Job Search

Sunday, January 31, 2016

Index-Organized Tables

An index-organized table is a table stored in a variation of a B-tree index structure. In a heap-organized table, rows are inserted where they fit. In an index-organized table, rows are stored in an index defined on the primary key for the table. Each index entry in the B-tree also stores the non-key column values. Thus, the index is the data, and the data is the index. Applications manipulate index-organized tables just like heap-organized tables, using SQL statements.

For an analogy of an index-organized table, suppose a human resources manager has a book case of cardboard boxes. Each box is labeled with a number—1, 2, 3, 4, and so on—but the boxes do not sit on the shelves in sequential order. Instead, each box contains a pointer to the shelf location of the next box in the sequence.

Folders containing employee records are stored in each box. The folders are sorted by employee ID. Employee King has ID 100, which is the lowest ID, so his folder is at the bottom of box 1. The folder for employee 101 is on top of 100, 102 is on top of 101, and so on until box 1 is full. The next folder in the sequence is at the bottom of box 2.

In this analogy, ordering folders by employee ID makes it possible to search efficiently for folders without having to maintain a separate index. Suppose a user requests the records for employees 107, 120, and 122. Instead of searching an index in one step and retrieving the folders in a separate step, the manager can search the folders in sequential order and retrieve each folder as found.
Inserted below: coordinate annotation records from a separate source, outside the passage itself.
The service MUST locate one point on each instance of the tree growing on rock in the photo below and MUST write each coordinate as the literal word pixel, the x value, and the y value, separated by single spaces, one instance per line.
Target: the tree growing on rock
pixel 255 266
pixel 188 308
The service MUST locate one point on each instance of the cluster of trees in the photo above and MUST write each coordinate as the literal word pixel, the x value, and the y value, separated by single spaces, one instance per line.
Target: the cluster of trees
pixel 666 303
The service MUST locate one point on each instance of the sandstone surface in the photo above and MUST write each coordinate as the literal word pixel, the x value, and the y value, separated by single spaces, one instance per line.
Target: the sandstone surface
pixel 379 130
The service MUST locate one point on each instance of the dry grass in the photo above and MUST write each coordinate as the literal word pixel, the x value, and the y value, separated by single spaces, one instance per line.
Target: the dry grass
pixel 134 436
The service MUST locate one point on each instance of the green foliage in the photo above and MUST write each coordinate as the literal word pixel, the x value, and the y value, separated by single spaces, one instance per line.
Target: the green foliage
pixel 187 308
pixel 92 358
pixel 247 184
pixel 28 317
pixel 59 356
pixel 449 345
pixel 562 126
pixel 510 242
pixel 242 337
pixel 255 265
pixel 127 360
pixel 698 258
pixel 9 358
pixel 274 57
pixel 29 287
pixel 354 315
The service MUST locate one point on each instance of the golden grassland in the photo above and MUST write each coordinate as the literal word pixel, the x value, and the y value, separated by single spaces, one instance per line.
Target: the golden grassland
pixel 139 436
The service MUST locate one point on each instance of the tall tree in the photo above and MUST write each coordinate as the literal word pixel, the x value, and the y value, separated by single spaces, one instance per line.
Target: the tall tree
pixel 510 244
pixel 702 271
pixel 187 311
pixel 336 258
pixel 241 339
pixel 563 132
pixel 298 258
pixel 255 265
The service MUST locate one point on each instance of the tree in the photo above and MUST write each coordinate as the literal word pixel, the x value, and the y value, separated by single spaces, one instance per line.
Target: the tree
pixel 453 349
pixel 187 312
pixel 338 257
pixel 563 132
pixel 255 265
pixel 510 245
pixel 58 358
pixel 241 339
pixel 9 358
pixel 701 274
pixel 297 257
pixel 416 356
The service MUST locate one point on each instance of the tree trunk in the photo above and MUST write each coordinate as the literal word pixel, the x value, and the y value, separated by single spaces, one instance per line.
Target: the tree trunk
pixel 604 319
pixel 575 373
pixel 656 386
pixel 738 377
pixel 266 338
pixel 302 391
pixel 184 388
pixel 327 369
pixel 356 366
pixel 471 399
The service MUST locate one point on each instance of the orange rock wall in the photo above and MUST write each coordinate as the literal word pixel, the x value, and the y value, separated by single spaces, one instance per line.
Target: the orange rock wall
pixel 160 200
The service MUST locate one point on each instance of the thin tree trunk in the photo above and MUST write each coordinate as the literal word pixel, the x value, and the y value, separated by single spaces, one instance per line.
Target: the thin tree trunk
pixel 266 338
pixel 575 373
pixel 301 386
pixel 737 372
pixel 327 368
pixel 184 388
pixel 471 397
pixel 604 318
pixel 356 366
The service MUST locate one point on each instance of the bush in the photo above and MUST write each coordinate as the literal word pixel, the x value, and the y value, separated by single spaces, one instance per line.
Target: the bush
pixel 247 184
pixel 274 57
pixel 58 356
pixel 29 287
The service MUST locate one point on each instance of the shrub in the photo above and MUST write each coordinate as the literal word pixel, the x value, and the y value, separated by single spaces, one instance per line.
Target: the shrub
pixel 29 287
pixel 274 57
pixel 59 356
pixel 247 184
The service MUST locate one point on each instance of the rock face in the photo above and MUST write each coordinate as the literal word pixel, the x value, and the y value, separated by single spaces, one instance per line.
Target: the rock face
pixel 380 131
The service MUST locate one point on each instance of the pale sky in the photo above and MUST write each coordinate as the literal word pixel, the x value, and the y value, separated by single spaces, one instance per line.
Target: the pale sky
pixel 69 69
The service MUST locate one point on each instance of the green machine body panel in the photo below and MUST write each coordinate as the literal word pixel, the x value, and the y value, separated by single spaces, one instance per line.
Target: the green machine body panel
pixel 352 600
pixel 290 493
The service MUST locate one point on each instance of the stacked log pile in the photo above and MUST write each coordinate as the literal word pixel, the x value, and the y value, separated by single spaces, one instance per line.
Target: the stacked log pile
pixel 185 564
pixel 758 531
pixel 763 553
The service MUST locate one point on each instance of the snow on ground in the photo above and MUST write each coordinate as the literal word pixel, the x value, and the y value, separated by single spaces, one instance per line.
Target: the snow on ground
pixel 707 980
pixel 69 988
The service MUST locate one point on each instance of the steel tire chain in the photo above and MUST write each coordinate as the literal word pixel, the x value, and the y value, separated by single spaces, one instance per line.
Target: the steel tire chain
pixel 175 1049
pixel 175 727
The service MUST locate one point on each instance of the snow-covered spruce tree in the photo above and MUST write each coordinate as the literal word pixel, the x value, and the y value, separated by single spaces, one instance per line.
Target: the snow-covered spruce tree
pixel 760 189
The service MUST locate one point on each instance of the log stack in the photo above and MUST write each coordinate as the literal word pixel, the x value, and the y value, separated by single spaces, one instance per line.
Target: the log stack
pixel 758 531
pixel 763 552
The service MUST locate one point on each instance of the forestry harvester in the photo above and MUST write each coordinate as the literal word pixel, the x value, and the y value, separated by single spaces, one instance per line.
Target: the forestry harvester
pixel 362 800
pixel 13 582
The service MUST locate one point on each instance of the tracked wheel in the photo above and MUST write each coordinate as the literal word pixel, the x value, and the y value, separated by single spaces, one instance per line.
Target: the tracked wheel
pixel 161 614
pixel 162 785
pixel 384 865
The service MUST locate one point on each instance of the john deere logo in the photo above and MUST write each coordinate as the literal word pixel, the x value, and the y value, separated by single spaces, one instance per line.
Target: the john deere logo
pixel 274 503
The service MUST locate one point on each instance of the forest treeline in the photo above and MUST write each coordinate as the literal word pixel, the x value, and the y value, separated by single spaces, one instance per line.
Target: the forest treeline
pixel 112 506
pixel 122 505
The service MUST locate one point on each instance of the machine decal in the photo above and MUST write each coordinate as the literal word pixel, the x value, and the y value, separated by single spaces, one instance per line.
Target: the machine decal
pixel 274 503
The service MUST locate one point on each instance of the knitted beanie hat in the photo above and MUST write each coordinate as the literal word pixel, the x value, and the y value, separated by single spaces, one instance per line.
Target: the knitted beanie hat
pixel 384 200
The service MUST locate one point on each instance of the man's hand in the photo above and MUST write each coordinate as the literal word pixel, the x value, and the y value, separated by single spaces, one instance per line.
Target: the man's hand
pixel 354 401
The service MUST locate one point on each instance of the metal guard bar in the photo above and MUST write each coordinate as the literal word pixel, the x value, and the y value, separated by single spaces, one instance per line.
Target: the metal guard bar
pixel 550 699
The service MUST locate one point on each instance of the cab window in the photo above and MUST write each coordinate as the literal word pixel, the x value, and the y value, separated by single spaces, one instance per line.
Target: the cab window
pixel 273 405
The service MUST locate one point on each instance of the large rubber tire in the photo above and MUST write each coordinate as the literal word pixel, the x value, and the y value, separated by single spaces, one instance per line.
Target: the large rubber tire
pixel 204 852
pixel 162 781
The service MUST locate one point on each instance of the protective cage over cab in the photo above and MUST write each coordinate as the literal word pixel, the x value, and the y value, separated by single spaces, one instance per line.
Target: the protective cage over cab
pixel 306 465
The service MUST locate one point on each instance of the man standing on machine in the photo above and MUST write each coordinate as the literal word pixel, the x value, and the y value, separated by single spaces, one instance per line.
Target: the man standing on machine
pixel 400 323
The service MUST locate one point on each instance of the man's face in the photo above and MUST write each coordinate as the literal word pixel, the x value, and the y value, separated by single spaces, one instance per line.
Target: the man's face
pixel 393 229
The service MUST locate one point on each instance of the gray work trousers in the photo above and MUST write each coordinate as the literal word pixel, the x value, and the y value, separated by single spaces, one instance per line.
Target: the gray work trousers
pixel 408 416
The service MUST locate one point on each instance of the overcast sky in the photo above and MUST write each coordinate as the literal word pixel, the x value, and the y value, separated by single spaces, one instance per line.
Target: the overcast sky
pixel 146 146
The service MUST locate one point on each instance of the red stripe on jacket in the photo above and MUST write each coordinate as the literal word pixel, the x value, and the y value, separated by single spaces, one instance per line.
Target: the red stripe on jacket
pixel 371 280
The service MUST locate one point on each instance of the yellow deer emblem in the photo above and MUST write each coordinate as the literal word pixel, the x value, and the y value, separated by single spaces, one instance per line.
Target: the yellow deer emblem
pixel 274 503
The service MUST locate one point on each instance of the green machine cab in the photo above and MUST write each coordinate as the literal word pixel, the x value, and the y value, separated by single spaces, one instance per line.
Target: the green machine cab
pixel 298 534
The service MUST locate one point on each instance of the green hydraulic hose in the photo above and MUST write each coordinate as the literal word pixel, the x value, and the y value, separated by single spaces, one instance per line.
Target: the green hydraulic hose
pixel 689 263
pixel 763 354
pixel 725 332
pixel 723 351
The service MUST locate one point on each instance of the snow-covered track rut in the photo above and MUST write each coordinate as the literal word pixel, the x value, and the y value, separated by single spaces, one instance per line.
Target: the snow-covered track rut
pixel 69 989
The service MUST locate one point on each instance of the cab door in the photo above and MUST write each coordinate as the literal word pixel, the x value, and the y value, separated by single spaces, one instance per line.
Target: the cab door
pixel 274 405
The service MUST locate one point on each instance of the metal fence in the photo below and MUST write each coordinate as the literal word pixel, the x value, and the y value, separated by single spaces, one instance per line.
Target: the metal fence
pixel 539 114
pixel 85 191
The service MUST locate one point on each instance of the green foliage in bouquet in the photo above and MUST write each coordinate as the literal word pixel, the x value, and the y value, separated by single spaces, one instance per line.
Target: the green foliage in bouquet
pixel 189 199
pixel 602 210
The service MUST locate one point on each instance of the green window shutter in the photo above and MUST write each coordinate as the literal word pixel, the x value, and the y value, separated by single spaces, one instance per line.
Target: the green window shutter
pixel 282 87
Index-organized tables provide faster access to table rows by primary key or a valid prefix of the key. The presence of non-key columns of a row in the leaf block avoids an additional data block I/O. For example, the salary of employee 100 is stored in the index row itself. Also, because rows are stored in primary key order, range access by the primary key or prefix involves minimal block I/Os. Another benefit is the avoidance of the space overhead of a separate primary key index.

Index-organized tables are useful when related pieces of data must be stored together or data must be physically stored in a specific order. This type of table is often used for information retrieval, spatial and OLAP .

Index-organized tables are useful when

Ø  Basically an index-organized table is an index without a table. So if you have a table whose columns consist of the primary key and at most one other column then you have a possible candidate for INDEX ORGANIZED.

Ø  But if you find yourself contemplating the need for additional indexes on the non-primary key columns then you're probably better off with a regular heap table. So, as most tables probably need additional indexes most tables are not suitable for IOTs.

Ø  In practice, index organized tables are most likely to be reference data, code look-up affairs. Application tables are almost always just heap organized.

Ø  An Index-Organized Table--in contrast to an ordinary table--has its own way of structuring, storing, and indexing data.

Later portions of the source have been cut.